Abstract
During the routine examination of chick embryos which had died during incubation, we found in 1923 several embryos exhibiting a striking abnormality resembling the condition known in mammals as Chondrodystrophia foetais (Kaufman).∗ As far as our knowledge of the literature reaches, chondrodystrophia is here reported for the first time in bird embryos.
The abnormal embryos were found first in the eggs from one fowl, but subsequently some 50 embryos of the same type have been found among about 4,000 embryos from several strains and varieties of fowls which have been examined. Inheritance may play some part in the causation of this abnormality, although our evidence is conclusive that it is not a simple Mendelian trait.
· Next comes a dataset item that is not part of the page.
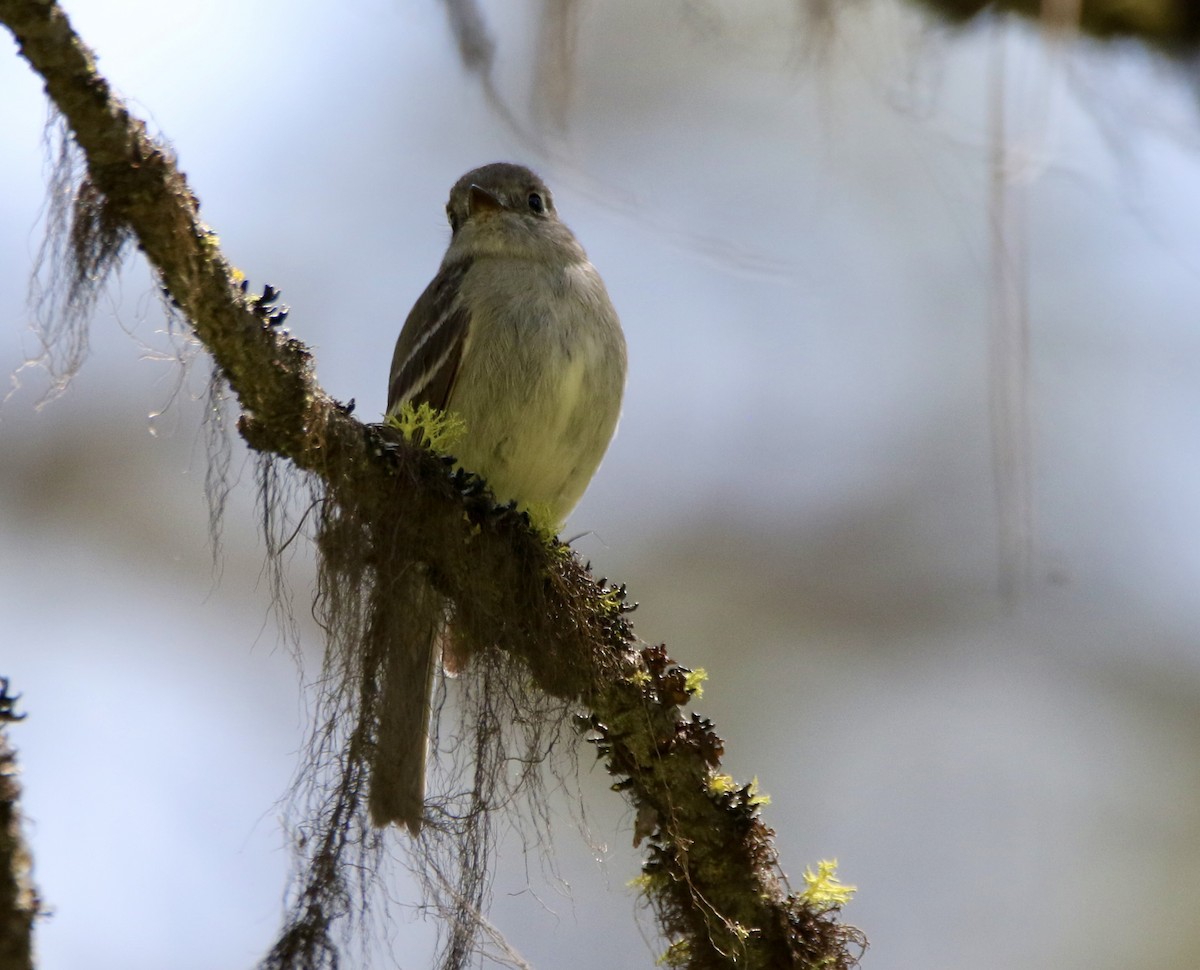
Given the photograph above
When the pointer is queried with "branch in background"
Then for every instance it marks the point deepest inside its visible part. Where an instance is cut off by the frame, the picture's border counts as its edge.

Such embryos (at least those showing this malformation in a recognizable degree) have never hatched. Embryos dying as early as the 12th to 14th day of incubation have shown some of the extreme characters of the chondrodystrophic condition. Most frequently the abnormal embryos die near the end of the incubation period (18th to 20th days), while some have been found still living, but unable to emerge from the shell on the 23rd day of incubation.
The external morphology of these embryos, and, as far as our observations go, the histological structure of the cartilage and of the bones as well, resemble very strikingly the characteristics reported for mammalian chondrodystrophia. A typical chondrodystrophic embryo, nineteen days old, is shown in Fig. 1. A comparison of this embryo with a normal embryo of the same age (Fig. 2) shows at once the extraordinary shortening of the legs and the abnormal conformation of the head. In the most extreme cases the legs scarcely protrude beyond the body, the plantar surface is directed towards the body, and the legs are bent towards the body, but are too short to reach each other.